Farmington • A judge will decide in June whether a West Point teen will be tried as an adult on charges that he fatally stabbed his two adopted brothers last year.
The certification hearing was delayed one month to June 25-27 so attorneys can finish collecting medical records and expert reports. Prosecutors have said they will push for the 15-year-old to be charged as an adult; defense attorneys will ask Second District Juvenile Judge Janice Frost to keep the boy in the juvenile system.
The teen was arrested May 22 after his mother called 911 to report finding her 4-year-old son dead on the floor of her West Point home, and her 15-year-old and 10-year-old sons missing. Deputies found the 10-year-old’s body in another part of the house. Both victims suffered “penetrating knife wounds,” Davis County Sheriff Todd Richardson has said.

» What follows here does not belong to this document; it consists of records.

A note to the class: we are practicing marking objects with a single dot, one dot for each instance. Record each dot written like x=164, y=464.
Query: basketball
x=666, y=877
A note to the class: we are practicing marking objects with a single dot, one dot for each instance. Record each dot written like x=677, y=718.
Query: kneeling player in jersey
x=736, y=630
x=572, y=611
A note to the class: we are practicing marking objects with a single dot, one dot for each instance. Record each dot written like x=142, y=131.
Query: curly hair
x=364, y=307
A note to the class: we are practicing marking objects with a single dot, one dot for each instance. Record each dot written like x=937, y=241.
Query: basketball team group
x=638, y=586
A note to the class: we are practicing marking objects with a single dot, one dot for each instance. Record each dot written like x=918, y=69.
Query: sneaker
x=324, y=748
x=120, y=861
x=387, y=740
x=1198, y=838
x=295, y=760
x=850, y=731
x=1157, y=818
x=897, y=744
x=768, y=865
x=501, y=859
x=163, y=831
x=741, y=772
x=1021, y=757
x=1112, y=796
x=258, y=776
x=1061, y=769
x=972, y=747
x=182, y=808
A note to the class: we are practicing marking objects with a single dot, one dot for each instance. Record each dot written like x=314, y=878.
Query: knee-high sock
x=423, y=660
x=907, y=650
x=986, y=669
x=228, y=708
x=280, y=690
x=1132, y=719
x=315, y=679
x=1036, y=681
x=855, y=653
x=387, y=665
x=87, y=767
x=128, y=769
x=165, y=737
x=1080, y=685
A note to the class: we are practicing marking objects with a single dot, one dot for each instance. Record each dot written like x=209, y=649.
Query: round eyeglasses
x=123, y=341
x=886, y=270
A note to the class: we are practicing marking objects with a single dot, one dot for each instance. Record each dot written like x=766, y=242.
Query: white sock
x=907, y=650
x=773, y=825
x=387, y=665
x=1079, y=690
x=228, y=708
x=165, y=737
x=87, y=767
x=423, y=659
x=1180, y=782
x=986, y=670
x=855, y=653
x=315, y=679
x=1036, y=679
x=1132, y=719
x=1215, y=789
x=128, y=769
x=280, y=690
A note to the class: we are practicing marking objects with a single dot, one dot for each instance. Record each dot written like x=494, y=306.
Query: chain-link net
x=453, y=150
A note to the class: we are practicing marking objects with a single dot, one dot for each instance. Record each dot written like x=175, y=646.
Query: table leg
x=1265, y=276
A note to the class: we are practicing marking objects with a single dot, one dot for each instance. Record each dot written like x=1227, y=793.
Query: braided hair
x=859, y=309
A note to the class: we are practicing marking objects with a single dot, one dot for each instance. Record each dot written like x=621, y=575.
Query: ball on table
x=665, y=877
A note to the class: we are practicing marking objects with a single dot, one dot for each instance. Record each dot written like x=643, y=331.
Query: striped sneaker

Officers later that night found the 15-year-old walking in Layton, about 8 miles from the crime scene. He was taken to a hospital and then to the Davis County Sheriff’s Office interrogation room for what would become a controversial interview. The teen was held for questioning into the next morning and pressured by four detectives to give statements even though he refused multiple times and had fallen asleep twice, his defense attorneys claimed.
Frost in November agreed that the questioning violated the boy’s Miranda rights, and his statements could not be used against him in the case. Prosecutors have declined to discuss what the boy said or how the loss of those statements would affect their case. But certain other spontaneous statements made by the teen can still be used by prosecutors, according to attorneys and court documents. Also, police have said that traces of blood found on the teen link him to the crime scene.
The teen is lodged at the Farmington Bay Youth Detention Center and is receiving therapy, a guardian ad litem told Frost on Thursday. The teen’s father sat beside the boy during the hearing.
Prosecutors and defense attorneys also alerted Frost they plan to request changes to media access to future court proceedings. Defense attorney Todd Utzinger said June’s certification hearing could introduce testimony that is “sensitive to the family,” Utzinger said.
“We want to be sensitive to that,” Utzinger said. Frost said media organizations will have an opportunity to weigh in on any changes to court rules.
The Salt Lake Tribune initially reported the name of the 15-year-old in an effort to help police locate him. However, after the teen’s arrest, and consistent with the newspaper’s policy of not naming juvenile criminal suspects, his name is now being withheld.
The teen has no prior criminal history, according to court officials.